Use case

Bring real servers under control before Kubernetes even boots

Kubernetes needs machines that exist, are named consistently, and are ready to image. This use case is about the ground floor: sites, machine records, MAAS inventory, and provisioning workflows that hand off cleanly to the cluster layer.

You register where servers live, sync metal automation, and trigger installs with clear JSON intent—no mystery scripts.

Who this is for

  • Datacenter or edge technicians coordinating with platform engineers.
  • Teams adopting MAAS or refreshing hardware generations.
  • Anyone tired of “the cluster installer failed” with no idea which NIC was wrong.

The problem (in plain words)

  • Hardware truth lives in tickets while Kubernetes thinks in abstract nodes.
  • Provisioning scripts diverge from what the metal controller actually saw.
  • Storage planning for Ceph starts after disks are already wrong-sized.

How FusioNative makes it easier

  • Infrastructure Management groups sites, machines, and workflows with simple forms.
  • MAAS Engine shows readiness, failures, and fabric work in one journey.
  • Compute Engine picks up once the control plane is live for kubelet-level health.

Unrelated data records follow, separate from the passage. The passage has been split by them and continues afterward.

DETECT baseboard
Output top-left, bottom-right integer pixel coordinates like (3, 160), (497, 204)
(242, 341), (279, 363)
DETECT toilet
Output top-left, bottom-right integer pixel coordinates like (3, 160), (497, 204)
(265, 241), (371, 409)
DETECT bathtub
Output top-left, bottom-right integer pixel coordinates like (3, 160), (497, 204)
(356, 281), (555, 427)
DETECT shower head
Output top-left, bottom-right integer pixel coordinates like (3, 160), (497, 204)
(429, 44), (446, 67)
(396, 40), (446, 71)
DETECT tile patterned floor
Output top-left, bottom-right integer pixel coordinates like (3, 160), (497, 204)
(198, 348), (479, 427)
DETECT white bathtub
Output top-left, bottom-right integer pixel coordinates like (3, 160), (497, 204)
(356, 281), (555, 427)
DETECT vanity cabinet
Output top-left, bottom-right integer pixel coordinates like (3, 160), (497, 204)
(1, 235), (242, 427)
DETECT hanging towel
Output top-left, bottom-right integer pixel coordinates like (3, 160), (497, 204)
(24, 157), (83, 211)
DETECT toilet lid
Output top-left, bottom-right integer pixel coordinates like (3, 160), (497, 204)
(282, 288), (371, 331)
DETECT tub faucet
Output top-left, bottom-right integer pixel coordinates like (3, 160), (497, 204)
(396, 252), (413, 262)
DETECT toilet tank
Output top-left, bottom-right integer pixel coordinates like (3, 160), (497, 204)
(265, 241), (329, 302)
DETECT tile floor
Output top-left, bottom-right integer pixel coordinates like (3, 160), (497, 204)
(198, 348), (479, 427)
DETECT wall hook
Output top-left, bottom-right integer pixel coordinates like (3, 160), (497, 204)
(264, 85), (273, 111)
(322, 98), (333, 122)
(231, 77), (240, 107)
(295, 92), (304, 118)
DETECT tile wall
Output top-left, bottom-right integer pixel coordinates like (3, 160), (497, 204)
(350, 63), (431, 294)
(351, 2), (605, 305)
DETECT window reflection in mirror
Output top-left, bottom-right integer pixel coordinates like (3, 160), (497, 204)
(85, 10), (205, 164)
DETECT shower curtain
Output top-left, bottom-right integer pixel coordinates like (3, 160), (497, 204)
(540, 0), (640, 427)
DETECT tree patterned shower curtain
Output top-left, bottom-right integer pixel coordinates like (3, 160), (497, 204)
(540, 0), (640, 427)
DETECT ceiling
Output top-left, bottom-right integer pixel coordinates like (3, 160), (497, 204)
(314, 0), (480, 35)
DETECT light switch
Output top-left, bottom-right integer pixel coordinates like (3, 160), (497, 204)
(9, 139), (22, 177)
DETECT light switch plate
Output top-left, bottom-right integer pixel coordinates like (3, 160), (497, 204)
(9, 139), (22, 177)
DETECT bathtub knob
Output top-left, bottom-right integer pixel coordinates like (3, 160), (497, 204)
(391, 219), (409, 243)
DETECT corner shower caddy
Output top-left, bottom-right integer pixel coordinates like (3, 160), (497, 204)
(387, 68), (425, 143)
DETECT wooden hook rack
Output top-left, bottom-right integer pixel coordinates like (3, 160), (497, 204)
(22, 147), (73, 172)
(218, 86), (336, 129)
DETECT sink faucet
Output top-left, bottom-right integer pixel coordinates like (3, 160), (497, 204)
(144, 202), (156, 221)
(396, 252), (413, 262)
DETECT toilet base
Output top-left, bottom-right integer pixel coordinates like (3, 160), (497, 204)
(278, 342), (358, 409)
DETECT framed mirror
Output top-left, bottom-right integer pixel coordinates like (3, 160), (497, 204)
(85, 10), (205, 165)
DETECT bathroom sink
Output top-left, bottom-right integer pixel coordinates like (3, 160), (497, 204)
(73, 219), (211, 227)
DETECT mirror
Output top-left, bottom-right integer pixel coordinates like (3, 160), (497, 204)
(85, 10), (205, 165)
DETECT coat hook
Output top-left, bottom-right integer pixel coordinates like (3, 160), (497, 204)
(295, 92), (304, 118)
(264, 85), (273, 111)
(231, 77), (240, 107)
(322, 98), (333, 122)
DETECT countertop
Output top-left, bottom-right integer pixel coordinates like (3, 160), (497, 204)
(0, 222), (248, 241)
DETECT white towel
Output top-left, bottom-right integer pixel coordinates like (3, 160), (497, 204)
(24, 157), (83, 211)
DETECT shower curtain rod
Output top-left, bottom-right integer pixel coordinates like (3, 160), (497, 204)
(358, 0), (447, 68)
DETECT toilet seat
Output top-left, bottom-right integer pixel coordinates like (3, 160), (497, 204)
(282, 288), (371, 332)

A simple way to think about the workflow

  1. Step 1. Create or update sites so every machine has a human place name.
  2. Step 2. Add machines with hostname and IP so DNS and automation agree.
  3. Step 3. Sync MAAS and review ready versus failed counts before imaging.
  4. Step 4. Trigger a workflow with explicit CPU/RAM and topology JSON, then join Kubernetes.
Why teams pick this path

Less context switching, clearer next steps

FusioNative keeps clusters, metal, security, and AI signals in one control plane so managers see status and engineers still get technical depth.

Readable for everyone

Executives see health and risk; operators keep kubectl-grade detail one click away.

Honest about gaps

When metrics or agents are missing, the UI says so—no fake green dashboards.

Same habits everywhere

Whether you run edge sites or a central fleet, navigation and language stay consistent.